When your business needs to collect money from customers or clients, you have to be careful about what steps you take. Collection activity can be difficult for a small or mid-sized business to handle in-house. They may not have enough demand for collection services to justify having a collections department or even a specific person who specializes in debt collection on staff.

It’s also common for businesses to worry about how collection efforts might damage their reputations. The more aggressive collection agents become, the worse a company might look to the public. Those concerns don’t mean that your business should just give up when someone doesn’t pay what they should. How do you pursue a debt appropriately?

Make sure that you comply with collection law

The nature of your relationship with the person who owes you money and the kind of business that you do will affect what kind of collection activity you can perform. You will want to make sure that you comply with all federal debt collection laws. Limiting when you reach out to a debtor and being careful about the language that you use are important for legal compliance.

Give the other party opportunities to do the right thing

Becoming aggressive about debt collection right away could potentially damage your reputation with the community. Being reasonable by offering people the opportunity to make payment plans or similar arrangements will lessen the negative effects of your collection efforts.

By having policies about accepting reasonable payment plans and keeping records of your attempts to work with the debtor, you can make it clear that your company does not mistreat those who fall behind on payments.
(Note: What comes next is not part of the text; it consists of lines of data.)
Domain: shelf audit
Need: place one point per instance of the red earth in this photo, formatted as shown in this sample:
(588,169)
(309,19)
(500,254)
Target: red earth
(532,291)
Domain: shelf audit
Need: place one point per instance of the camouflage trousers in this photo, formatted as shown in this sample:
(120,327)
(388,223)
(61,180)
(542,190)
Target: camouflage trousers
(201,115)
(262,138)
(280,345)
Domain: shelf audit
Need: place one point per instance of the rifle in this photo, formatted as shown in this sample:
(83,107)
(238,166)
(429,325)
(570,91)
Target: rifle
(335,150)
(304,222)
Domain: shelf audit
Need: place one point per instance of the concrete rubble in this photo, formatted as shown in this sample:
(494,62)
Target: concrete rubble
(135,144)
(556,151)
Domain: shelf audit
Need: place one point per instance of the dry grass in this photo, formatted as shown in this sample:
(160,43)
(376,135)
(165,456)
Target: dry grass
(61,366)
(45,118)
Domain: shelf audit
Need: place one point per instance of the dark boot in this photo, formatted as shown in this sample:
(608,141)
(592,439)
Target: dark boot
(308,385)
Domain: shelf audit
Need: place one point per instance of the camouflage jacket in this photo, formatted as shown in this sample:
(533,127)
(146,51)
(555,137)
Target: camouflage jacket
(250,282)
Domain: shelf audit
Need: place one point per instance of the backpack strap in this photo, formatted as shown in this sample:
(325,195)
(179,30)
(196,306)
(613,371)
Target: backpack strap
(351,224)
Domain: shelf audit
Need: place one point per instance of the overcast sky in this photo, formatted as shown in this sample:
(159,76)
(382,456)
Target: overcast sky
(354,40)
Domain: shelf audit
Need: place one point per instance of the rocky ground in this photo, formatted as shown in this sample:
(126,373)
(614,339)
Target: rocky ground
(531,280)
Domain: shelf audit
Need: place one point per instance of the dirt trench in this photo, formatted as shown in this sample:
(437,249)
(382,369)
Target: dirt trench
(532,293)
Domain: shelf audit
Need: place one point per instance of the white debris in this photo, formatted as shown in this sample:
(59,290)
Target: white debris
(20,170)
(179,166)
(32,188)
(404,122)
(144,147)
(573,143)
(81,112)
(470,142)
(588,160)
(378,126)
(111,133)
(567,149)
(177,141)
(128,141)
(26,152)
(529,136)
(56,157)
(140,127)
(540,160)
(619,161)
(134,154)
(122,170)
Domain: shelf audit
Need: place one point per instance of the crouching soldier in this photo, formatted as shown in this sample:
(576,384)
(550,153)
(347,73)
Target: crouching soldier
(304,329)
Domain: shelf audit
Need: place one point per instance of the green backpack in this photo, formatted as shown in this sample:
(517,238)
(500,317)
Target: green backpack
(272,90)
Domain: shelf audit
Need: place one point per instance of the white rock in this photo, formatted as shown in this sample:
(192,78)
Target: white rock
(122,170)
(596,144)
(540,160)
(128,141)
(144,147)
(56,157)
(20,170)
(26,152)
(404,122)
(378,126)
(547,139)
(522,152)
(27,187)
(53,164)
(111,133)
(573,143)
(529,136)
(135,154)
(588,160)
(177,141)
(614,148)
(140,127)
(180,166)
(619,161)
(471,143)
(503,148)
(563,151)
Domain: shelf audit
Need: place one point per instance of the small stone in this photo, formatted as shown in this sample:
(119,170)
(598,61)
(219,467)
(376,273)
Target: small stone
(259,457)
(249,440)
Be willing to take legal steps if you can’t recover another way

There are people who will not start making payments regardless of the number of letters that you send or what color your late notices are. At some point, your options will basically be to either take legal action against the person who acknowledges that they won’t pay or to write that off as bad debt, which will at least reduce your tax obligations.

Deciding to pursue a debt when someone has made it clear they don’t want to pay will usually require the involvement of the civil courts. You can initiate litigation to collect on your debt.

A judge may issue a garnishment or someone’s wages or bank account. It may also be possible for you to place a lien against their personal property to compel them to repay you. Taking the right actions can increase your chances of getting paid without putting your business or its reputation at risk.